An adaptation of Thomas Pynchon’s Vineland, following Zoyd Wheeler — a former political radical navigating the wreckage of the Reagan era in Northern California. With a sprawling cast including Leonardo DiCaprio, Teyana Taylor, Sean Penn, and Benicio del Toro, PTA reconstructs Pynchon’s paranoid, nostalgic world with the formal confidence of his best work. It is simultaneously a Reagan-era elegy, a spy film, a comedy, and a meditation on what the counterculture became.
Set in 1932 Mississippi Delta, twin brothers (both played by Michael B. Jordan) return home from Chicago to open a juke joint — only to encounter an evil older and more consuming than anything they left behind. A supernatural horror film built on blues mythology, Black American history, and the specific textures of the Deep South between the wars. Ludwig Göransson’s score fuses the blues tradition with orchestral composition in a way critics have called unlike anything in recent cinema.

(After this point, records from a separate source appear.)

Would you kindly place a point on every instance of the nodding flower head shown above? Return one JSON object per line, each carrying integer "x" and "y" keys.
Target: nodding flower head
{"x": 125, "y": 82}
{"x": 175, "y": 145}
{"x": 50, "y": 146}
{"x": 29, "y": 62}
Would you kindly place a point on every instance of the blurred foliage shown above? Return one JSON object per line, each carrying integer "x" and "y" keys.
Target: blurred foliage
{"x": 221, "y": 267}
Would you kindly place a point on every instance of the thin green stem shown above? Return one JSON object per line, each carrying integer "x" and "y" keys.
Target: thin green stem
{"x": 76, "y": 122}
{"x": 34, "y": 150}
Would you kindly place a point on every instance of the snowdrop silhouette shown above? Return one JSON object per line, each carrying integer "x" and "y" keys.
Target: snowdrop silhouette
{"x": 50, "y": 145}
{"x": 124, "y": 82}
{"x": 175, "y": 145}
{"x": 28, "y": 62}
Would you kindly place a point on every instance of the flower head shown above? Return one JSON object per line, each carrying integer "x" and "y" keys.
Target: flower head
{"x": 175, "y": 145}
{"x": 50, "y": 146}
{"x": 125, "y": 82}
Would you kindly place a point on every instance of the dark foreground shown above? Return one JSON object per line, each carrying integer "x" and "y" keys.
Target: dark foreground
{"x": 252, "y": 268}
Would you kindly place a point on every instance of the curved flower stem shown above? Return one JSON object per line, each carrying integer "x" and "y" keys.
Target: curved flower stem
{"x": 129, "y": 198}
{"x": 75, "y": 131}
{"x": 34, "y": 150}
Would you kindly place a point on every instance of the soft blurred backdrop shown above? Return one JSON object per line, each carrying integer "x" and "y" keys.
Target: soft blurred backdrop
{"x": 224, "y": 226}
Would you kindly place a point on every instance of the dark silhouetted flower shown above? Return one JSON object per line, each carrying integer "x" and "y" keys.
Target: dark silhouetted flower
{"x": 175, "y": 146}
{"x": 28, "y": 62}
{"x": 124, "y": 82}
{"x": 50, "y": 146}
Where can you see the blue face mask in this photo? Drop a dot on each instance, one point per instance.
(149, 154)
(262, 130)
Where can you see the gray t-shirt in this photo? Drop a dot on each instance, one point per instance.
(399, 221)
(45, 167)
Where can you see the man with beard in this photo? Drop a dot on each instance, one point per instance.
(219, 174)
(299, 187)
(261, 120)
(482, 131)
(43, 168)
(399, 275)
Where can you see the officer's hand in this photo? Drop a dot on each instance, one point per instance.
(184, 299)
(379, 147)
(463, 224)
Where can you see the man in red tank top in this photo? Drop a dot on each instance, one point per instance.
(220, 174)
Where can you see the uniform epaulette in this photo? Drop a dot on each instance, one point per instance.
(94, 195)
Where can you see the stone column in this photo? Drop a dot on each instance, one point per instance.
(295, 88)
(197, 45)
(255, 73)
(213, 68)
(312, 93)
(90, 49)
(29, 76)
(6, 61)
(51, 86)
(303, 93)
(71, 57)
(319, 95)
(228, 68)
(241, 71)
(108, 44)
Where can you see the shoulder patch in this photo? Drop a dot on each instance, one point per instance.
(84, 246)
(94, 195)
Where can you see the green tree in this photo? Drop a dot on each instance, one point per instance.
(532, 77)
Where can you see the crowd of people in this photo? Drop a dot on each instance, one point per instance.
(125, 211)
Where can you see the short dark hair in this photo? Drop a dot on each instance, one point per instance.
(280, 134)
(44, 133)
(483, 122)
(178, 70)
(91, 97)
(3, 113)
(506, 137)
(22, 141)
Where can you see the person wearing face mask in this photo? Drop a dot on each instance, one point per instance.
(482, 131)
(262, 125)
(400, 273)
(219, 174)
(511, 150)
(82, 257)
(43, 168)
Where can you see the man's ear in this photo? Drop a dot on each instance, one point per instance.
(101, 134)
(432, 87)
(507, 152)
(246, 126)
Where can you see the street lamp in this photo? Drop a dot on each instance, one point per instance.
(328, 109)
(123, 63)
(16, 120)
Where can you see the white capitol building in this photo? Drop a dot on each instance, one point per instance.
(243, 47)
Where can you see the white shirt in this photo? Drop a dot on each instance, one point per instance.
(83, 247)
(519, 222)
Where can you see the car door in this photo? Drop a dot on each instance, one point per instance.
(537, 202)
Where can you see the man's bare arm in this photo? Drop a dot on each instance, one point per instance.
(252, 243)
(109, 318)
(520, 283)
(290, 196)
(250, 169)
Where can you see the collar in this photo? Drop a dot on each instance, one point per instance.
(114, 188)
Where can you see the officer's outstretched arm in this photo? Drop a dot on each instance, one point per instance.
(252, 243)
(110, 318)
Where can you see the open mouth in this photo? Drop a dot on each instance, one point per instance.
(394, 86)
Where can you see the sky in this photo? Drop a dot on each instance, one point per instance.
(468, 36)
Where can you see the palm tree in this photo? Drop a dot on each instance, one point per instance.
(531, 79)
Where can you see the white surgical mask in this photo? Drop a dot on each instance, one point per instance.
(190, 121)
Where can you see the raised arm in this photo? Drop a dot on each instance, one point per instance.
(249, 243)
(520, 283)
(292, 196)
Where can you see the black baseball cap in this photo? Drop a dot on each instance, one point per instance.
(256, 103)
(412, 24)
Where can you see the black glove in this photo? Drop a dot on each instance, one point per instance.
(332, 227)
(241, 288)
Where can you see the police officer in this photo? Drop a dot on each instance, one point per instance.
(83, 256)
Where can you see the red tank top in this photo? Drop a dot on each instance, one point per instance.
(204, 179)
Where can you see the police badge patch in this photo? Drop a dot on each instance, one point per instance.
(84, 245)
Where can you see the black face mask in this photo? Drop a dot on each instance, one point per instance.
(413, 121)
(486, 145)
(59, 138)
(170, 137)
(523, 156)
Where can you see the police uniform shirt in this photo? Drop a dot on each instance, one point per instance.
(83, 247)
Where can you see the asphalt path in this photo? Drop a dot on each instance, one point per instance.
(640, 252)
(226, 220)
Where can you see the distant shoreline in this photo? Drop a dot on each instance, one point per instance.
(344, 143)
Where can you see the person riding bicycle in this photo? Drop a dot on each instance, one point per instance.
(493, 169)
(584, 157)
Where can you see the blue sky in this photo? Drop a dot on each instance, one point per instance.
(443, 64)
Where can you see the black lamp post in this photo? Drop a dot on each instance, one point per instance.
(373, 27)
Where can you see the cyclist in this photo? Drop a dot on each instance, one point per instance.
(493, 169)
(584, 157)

Timothée Chalamet plays Marty Reisman, a real-life ping-pong prodigy whose obsessive pursuit of greatness consumed his relationships, his health, and his judgment. Shot in the kinetic, close-quarters style that defined the Safdie Brothers’ Good Time and Uncut Gems, Marty Supreme is a portrait of obsession that uses the singular world of competitive table tennis to say something universal about the price of excellence.
Based on Maggie O’Farrell’s award-winning novel, Hamnet follows Agnes — the woman who would become Shakespeare’s wife — and the grief that consumed her after the death of their eleven-year-old son. Jessie Buckley stars in a performance of terrifying emotional precision. Zhao brings to the Elizabethan English countryside the same elemental stillness she brought to the American West in Nomadland. A quiet, devastating film about loss and the art it produces.
Del Toro’s long-gestating adaptation of Mary Shelley’s novel stars Oscar Isaac as the creature — not the scientist — in a film that centers the monster’s perspective for the first time. A gothic fable about creation, rejection, and what it means to be human when humanity refuses to claim you. Jacob Elordi plays Victor Frankenstein. The production design, shot entirely on practical sets in the del Toro tradition, has been called the most beautiful horror environment since Pan’s Labyrinth.
An aging Norwegian filmmaker (Stellan Skarsgård) reconnects with his two daughters — played by Renate Reinsve and Elle Fanning — as he prepares a final film. Trier’s most personal work, exploring the uncomfortable relationship between art-making and the people artists leave behind. Nominated for both Best Picture and Best International Feature — only the third Norwegian film in history to receive a Best Picture nomination.
Based on Denis Johnson’s Pulitzer-shortlisted novella, Train Dreams follows Robert Grainier, an Idaho laborer whose quiet life across the first half of the 20th century contains ordinary joy and unimaginable loss. A deliberately paced film that uses the rhythms of American rural labor — logging camps, rail lines, the vast Idaho wilderness — to build an elegiac portrait of a man and a vanished world. Cinematography that the ASC called among the best of the decade.
A darkly comic film starring Emma Stone as a woman who becomes convinced that her mundane suburban life is a corporate simulation. Written by Will Tracy, whose credits include The Menu and Succession, Bugonia operates in the tradition of satirical absurdism — finding genuine dread inside the surfaces of ordinary American comfort. Stone’s performance has been called the funniest and most unsettling work of her career.
A Brazilian political thriller starring Wagner Moura as a former intelligence operative pulled back into the machinery of state power he thought he had escaped. Double-nominated for Best Picture and Best International Feature, the film draws on Brazil’s recent history of democratic fragility and institutional corruption. Moura — globally known for Narcos — delivers a physically and emotionally exhausted performance that carries the film’s full weight.
Brad Pitt stars as a retired Formula 1 driver who returns to the grid as a mentor to a young rookie. Shot at actual F1 races across the 2023 and 2024 seasons using purpose-built camera cars, the film’s technical achievement in sound and visual effects is the primary reason for its Oscar presence. As a piece of filmmaking craft — putting an audience inside a racing cockpit at 200mph — it has few peers. As a narrative, it delivers exactly what it promises.